O Dias Gomes que interessa acaba nesse período
heróico da telenovela,
que aliás valeria a pena
estudar melhor, inclusive
à luz das limitações impostas pela ditadura, então no auge da selvageria.
O sucesso acachapante
e extemporâneo de "Roque Santeiro" (exibida
em 85/6, depois de ter sido censurada dez anos
antes) é um fenômeno
apenas mercadológico (e
faz lembrar a frase do filósofo alemão Hegel: o
momento mais alto que
algo pode alcançar é
aquele em que já começa
seu declínio).
Pastiche facilitário e
populista de "O Bem-Amado", se vale da mesma cidadezinha imaginária do interior, transformada em alegoria do
Brasil, recurso obviamente datado e do qual
só se tirava algum proveito num ambiente sufocado pela censura. Proveito
ainda assim muito limitado, já que os conflitos
reais do Brasil do "milagre" não cabiam mais na
"equação alagoana" de
Dias Gomes desde 73.
"Mandala" (87) é melhor nem comentar. Depois dela veio "Araponga" (90), história de um
ex-agente do SNI vivido
por Tarcísio Meira, uma
espécie de Agente 86 que,
aposentado junto com o
regime militar, tomava
mamadeira, promovia
sessões de autoflagelo,
colecionava calcinhas, tinha fixação pela figura
materna, sofria de asma e
idolatrava James Bond.
A Globo cuspia no mesmo prato em que havia
comido, e Dias Gomes
acreditava estar acertando as contas com a história quando, de fato, só reforçava o clichê inócuo
do militar aparvalhado.
Um desastre, enfim, seguido de outro, a minissérie "Decadência"
(95), em que o mesmo
autor mais uma vez atuava como ideólogo da Globo, pondo em cena a história do pastor evangélico inescrupuloso e corrupto (alusão a Edir Macedo, então em plena
cruzada contra o império
de Roberto Marinho).
Depois da "Decadência", "O Fim do Mundo" (96), prova definitiva de que o subversivo e
suas veleidades revolucionárias haviam sido triturados pela moenda do
Jardim Botânico -usina
de criar e de destruir talentos e ilusões.
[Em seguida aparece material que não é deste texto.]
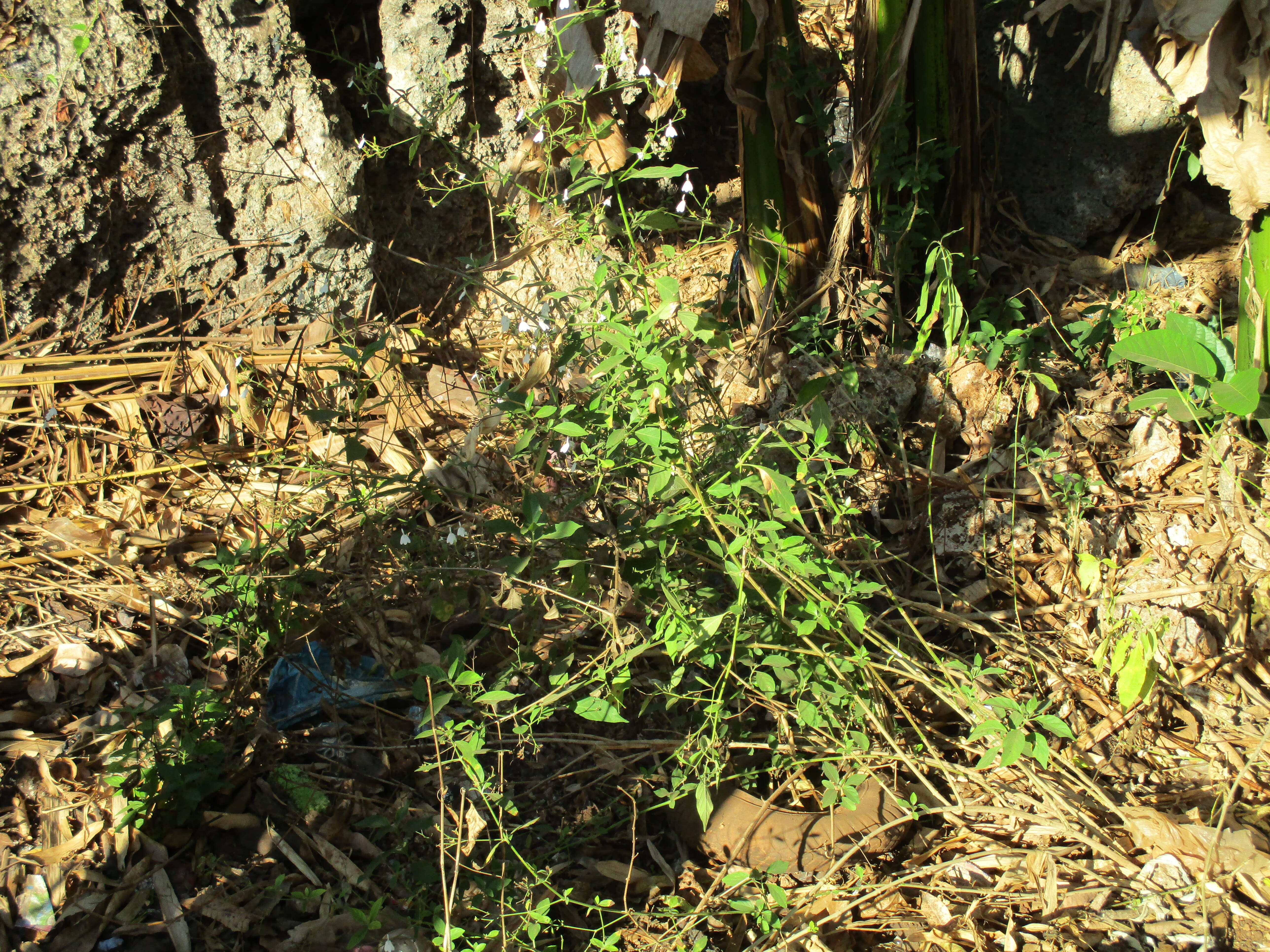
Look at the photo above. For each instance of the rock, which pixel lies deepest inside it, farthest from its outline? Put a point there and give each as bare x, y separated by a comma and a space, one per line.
967, 525
1079, 162
195, 145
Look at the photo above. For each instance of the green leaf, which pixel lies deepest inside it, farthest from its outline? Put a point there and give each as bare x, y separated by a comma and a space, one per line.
990, 727
563, 530
1168, 351
778, 487
704, 803
1183, 410
657, 172
1055, 725
1089, 572
493, 697
1013, 748
1203, 336
1152, 398
1041, 749
1240, 393
764, 683
813, 389
596, 709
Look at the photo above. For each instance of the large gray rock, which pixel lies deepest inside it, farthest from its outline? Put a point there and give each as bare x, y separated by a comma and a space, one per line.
1077, 160
180, 145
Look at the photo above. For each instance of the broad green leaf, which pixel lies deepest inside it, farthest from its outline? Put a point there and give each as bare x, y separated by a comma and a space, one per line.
1184, 412
657, 172
1013, 748
1089, 572
1168, 351
1240, 393
1041, 749
596, 709
1152, 398
1136, 678
1055, 725
1203, 336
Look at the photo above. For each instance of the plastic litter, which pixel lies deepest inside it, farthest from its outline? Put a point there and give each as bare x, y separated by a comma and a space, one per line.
1145, 276
299, 683
35, 907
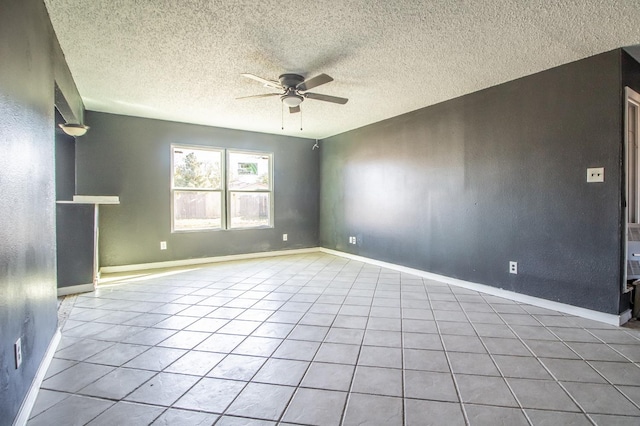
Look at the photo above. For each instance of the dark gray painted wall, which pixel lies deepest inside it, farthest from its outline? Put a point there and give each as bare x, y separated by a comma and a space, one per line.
465, 186
65, 162
27, 213
130, 157
74, 243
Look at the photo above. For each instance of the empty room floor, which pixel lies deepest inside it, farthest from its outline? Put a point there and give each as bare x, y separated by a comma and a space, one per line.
316, 339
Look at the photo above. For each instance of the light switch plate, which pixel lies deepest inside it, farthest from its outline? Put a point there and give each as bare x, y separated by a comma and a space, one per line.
595, 174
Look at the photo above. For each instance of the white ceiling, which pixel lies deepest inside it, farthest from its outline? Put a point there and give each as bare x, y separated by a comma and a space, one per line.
181, 60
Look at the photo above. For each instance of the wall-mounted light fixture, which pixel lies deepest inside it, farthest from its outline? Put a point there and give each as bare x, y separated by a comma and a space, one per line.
73, 129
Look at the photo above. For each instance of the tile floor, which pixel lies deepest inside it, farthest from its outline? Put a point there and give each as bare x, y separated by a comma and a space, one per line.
321, 340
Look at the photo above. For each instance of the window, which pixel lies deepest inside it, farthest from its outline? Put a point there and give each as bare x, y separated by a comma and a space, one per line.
203, 200
249, 189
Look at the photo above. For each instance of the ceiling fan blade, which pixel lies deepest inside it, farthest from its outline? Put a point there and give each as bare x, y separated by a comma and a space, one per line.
265, 95
326, 98
314, 82
268, 83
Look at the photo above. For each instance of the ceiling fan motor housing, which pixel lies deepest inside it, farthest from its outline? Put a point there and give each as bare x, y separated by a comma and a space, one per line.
290, 80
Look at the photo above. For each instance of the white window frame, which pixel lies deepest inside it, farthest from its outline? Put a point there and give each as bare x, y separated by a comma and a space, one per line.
263, 191
225, 192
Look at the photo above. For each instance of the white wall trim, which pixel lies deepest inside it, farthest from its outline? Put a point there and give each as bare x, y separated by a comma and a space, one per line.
30, 399
75, 289
203, 260
506, 294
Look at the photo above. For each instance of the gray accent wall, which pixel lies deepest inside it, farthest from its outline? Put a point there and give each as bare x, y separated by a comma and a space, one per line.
463, 187
130, 157
29, 58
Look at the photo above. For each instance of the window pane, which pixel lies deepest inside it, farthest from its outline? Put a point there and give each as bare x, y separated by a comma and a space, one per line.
249, 172
250, 209
197, 168
197, 210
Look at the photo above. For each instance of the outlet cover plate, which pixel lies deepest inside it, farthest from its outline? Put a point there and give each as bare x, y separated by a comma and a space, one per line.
18, 352
595, 174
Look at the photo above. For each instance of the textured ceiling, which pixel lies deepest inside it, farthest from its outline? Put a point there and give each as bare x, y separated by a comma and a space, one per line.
181, 60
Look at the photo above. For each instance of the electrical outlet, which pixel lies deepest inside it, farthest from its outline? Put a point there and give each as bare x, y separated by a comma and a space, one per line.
18, 352
595, 174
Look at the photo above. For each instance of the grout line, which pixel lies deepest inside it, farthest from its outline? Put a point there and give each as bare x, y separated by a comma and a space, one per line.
446, 354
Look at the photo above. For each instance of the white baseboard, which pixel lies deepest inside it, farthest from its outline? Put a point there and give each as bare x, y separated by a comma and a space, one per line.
203, 260
30, 399
75, 289
612, 319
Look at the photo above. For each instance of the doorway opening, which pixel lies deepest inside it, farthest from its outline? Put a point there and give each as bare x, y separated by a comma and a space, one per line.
632, 195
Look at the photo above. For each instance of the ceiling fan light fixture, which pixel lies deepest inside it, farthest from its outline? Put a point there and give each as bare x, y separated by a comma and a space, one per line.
291, 100
74, 129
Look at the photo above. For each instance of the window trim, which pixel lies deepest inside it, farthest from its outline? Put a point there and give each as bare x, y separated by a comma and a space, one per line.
221, 190
228, 191
225, 192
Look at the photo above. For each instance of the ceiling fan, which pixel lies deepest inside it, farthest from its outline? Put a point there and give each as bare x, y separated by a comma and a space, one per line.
294, 88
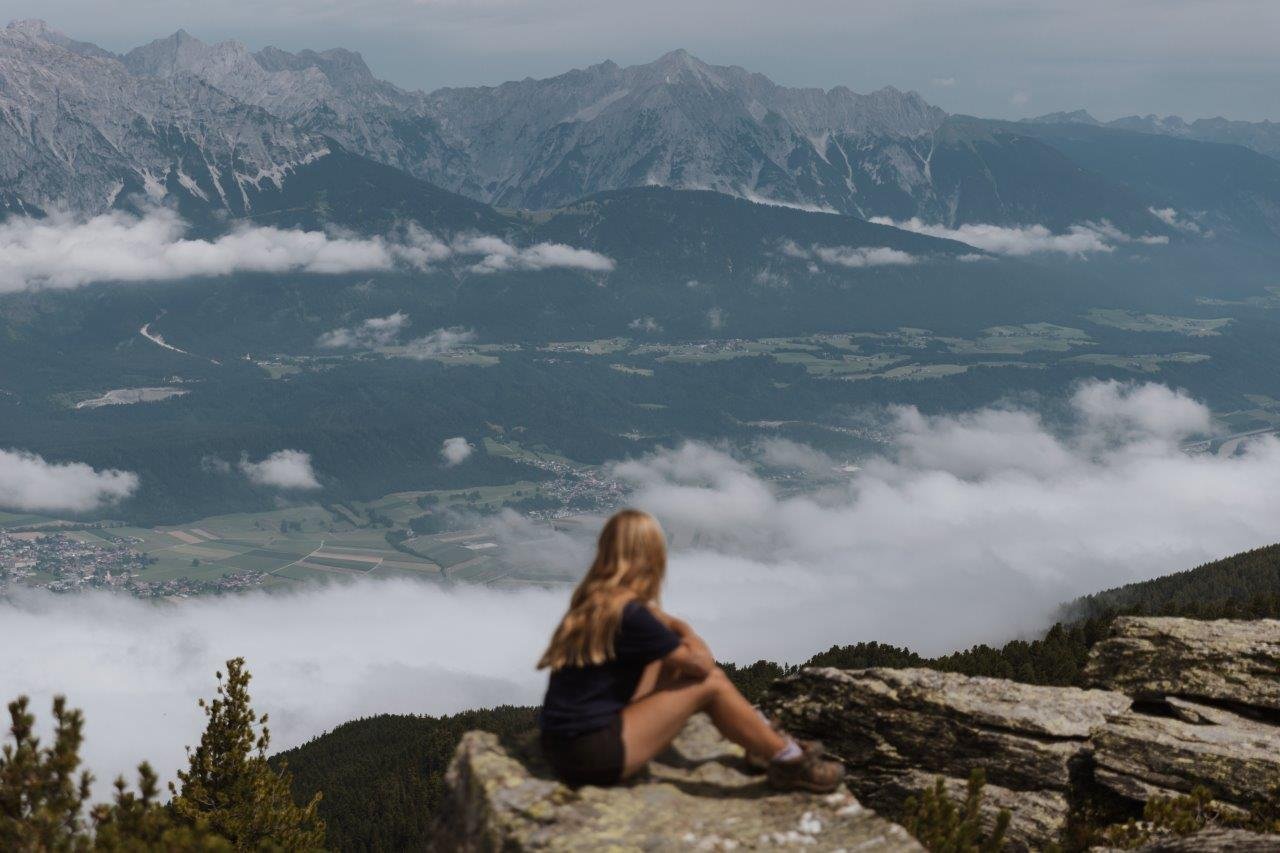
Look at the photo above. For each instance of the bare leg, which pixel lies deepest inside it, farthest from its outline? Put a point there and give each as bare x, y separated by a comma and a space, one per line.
653, 721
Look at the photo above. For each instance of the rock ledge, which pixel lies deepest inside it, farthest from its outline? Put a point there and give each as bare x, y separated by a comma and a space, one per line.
695, 797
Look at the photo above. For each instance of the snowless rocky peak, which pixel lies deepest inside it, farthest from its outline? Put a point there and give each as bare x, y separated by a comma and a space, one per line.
37, 28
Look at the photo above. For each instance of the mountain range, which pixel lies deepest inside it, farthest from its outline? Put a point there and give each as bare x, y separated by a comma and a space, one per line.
220, 128
1262, 137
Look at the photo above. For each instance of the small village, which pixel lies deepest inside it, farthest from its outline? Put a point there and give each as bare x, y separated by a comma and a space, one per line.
62, 564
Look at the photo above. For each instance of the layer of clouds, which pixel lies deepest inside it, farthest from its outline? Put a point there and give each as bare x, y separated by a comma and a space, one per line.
1174, 219
848, 256
968, 528
456, 450
645, 324
284, 469
499, 256
63, 251
374, 332
1197, 59
32, 484
1028, 240
439, 342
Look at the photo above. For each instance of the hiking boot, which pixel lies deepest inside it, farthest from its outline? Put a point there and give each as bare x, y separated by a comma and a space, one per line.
760, 763
810, 771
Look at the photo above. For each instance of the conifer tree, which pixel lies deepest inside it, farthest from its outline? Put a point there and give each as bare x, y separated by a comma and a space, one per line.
41, 796
140, 822
229, 785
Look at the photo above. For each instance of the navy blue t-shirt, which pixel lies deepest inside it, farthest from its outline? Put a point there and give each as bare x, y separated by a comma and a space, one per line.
585, 698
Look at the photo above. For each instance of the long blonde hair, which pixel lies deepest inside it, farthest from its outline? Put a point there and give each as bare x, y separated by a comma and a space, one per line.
630, 564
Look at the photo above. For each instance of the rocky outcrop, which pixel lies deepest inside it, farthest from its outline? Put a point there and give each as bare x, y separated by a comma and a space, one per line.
897, 730
1216, 842
1179, 705
1225, 661
695, 797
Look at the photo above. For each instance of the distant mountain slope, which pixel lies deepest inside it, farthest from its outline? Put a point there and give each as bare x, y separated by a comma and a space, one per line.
81, 132
1262, 137
382, 776
222, 128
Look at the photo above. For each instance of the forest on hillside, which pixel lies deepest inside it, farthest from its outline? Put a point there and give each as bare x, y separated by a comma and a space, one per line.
383, 776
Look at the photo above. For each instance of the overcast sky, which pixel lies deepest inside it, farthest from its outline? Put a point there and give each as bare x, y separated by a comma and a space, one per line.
997, 58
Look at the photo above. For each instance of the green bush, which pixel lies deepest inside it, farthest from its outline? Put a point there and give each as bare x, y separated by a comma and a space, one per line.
944, 826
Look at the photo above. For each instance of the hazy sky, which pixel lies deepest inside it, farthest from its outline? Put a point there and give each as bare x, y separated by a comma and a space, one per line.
999, 58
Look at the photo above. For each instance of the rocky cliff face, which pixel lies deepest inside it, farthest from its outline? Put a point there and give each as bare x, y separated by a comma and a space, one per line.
696, 797
1175, 705
78, 132
1180, 703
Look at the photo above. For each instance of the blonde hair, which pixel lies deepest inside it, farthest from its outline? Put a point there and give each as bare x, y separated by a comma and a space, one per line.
630, 564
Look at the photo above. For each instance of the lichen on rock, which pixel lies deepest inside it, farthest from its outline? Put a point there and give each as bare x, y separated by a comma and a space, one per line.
698, 796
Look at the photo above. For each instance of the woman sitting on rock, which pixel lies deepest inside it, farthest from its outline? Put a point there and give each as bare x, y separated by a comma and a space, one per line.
626, 676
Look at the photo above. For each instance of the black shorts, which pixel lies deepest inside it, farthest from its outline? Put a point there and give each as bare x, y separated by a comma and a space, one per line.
589, 758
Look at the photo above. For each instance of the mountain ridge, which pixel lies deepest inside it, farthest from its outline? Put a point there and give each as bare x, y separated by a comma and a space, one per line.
216, 127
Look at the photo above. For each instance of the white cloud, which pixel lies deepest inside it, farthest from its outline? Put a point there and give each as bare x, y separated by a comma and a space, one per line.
784, 452
284, 469
31, 484
791, 205
374, 332
456, 450
501, 256
862, 256
849, 256
1078, 240
1174, 219
353, 649
63, 251
438, 342
968, 529
645, 324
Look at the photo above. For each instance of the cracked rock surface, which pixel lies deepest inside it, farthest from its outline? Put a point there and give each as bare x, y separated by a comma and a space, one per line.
695, 797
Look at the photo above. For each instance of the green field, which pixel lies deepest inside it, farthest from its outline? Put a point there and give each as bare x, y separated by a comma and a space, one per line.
1134, 322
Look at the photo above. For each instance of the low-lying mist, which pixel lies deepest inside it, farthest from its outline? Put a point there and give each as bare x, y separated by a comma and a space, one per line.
969, 528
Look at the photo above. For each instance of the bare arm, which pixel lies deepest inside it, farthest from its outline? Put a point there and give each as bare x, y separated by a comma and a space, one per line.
693, 656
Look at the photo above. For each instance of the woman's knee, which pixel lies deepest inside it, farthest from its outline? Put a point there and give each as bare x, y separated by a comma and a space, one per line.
716, 680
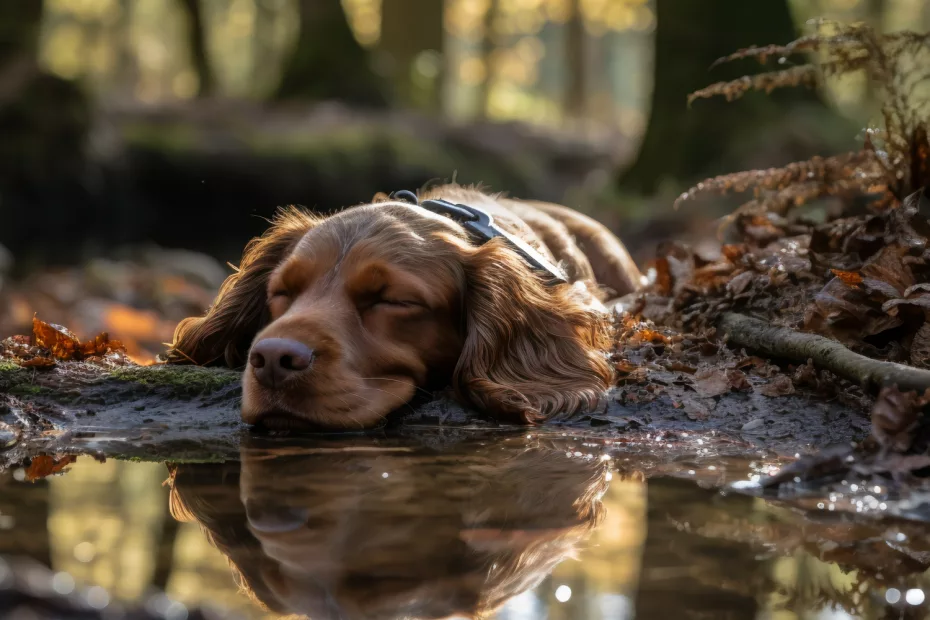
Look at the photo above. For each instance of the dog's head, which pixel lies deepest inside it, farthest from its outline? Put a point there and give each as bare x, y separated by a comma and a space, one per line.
340, 320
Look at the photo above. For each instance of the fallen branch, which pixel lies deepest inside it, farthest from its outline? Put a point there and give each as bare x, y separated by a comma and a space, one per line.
827, 354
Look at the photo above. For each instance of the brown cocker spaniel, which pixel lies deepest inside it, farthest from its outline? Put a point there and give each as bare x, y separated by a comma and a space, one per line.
339, 320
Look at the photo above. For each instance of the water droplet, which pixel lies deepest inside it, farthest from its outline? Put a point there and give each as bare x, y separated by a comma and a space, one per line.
63, 583
97, 597
84, 552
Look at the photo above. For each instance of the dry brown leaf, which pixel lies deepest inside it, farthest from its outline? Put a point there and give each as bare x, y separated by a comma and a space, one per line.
43, 466
780, 385
696, 409
64, 345
711, 382
920, 347
849, 278
38, 362
894, 417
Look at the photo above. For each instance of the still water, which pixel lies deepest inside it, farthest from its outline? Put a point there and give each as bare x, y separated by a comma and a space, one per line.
511, 528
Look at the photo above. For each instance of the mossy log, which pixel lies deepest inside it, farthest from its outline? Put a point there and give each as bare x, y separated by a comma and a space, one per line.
188, 413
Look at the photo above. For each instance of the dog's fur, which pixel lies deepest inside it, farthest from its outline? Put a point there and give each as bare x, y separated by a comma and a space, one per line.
394, 299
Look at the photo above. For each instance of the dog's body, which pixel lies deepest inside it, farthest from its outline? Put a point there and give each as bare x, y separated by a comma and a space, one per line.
340, 320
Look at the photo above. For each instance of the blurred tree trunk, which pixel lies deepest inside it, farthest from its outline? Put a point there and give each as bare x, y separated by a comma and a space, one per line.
686, 144
410, 28
488, 50
20, 23
126, 75
197, 44
328, 62
263, 47
575, 105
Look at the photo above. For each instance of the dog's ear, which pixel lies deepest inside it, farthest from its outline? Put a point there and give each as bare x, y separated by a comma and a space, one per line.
224, 334
530, 350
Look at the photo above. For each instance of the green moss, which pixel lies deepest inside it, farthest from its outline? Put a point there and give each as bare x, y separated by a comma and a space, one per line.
175, 137
26, 390
182, 380
10, 367
10, 375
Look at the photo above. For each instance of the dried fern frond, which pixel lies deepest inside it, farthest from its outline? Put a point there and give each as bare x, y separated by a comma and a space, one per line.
803, 75
764, 52
895, 159
780, 188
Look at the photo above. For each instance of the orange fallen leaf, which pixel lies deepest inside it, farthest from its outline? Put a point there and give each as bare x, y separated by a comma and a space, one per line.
43, 466
38, 362
850, 278
64, 345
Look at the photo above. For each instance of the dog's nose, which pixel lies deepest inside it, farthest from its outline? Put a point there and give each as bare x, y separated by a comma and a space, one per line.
275, 360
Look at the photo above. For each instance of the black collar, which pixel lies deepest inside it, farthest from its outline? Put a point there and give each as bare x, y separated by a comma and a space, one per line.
481, 227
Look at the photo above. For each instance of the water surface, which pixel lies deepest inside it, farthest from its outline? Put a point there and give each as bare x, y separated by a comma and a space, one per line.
515, 527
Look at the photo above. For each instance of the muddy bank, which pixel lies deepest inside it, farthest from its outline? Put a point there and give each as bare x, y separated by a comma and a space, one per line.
192, 414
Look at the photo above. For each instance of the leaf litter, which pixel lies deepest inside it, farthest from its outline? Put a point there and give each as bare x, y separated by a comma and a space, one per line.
835, 246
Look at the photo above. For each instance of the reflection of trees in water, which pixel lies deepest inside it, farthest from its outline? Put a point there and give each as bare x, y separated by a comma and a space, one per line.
767, 559
721, 557
380, 532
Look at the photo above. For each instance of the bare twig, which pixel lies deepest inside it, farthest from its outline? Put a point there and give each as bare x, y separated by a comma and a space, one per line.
785, 343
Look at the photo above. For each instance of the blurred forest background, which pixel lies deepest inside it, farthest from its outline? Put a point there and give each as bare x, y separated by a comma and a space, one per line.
140, 138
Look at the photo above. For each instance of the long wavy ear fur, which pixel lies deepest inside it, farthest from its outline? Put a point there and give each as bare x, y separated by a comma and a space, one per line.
224, 334
530, 350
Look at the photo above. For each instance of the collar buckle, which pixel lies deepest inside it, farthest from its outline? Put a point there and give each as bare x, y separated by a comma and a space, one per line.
480, 225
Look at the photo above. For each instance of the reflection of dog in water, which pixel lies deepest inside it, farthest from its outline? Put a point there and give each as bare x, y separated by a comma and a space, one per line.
349, 532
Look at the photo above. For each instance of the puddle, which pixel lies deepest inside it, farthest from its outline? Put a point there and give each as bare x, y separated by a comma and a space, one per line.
515, 527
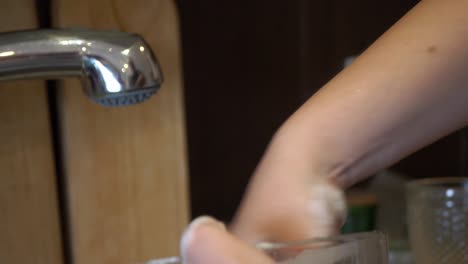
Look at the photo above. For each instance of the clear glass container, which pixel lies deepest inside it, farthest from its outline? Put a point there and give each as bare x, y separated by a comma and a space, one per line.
438, 220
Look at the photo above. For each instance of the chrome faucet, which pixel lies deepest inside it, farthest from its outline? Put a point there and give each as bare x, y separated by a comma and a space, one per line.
116, 68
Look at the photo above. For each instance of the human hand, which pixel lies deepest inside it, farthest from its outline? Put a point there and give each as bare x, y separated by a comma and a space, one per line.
208, 241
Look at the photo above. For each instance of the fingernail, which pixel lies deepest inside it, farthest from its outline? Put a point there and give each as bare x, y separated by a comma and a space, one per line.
187, 236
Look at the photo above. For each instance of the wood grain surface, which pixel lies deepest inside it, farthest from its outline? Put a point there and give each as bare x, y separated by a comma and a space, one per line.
29, 222
125, 167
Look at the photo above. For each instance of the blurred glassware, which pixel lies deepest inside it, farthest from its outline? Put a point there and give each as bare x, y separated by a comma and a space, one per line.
438, 220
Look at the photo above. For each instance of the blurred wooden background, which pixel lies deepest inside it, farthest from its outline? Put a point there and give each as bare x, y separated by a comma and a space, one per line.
81, 183
73, 192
Cometi dois erros na semana passada: 1) O dramaturgo Jorge Andrade,
ao contrário de Dias Gomes, Gianfrancesco
Guarnieri, Ariano Suassuna, Oduvaldo Vianna
Filho e Augusto Boal,
não era, como esses, militante de esquerda, como foi dito; 2) O CPC
(Centro Popular de Cultura), e seu teatro com
motivações pedagógico-revolucionárias, foi
criado no final de 1961,
no Rio de Janeiro, e não
em 64, como ficou sugerido. Após o golpe militar, o CPC foi reprimido e
se desarticulou.
Fica registrado meu pedido de desculpas aos leitores da coluna.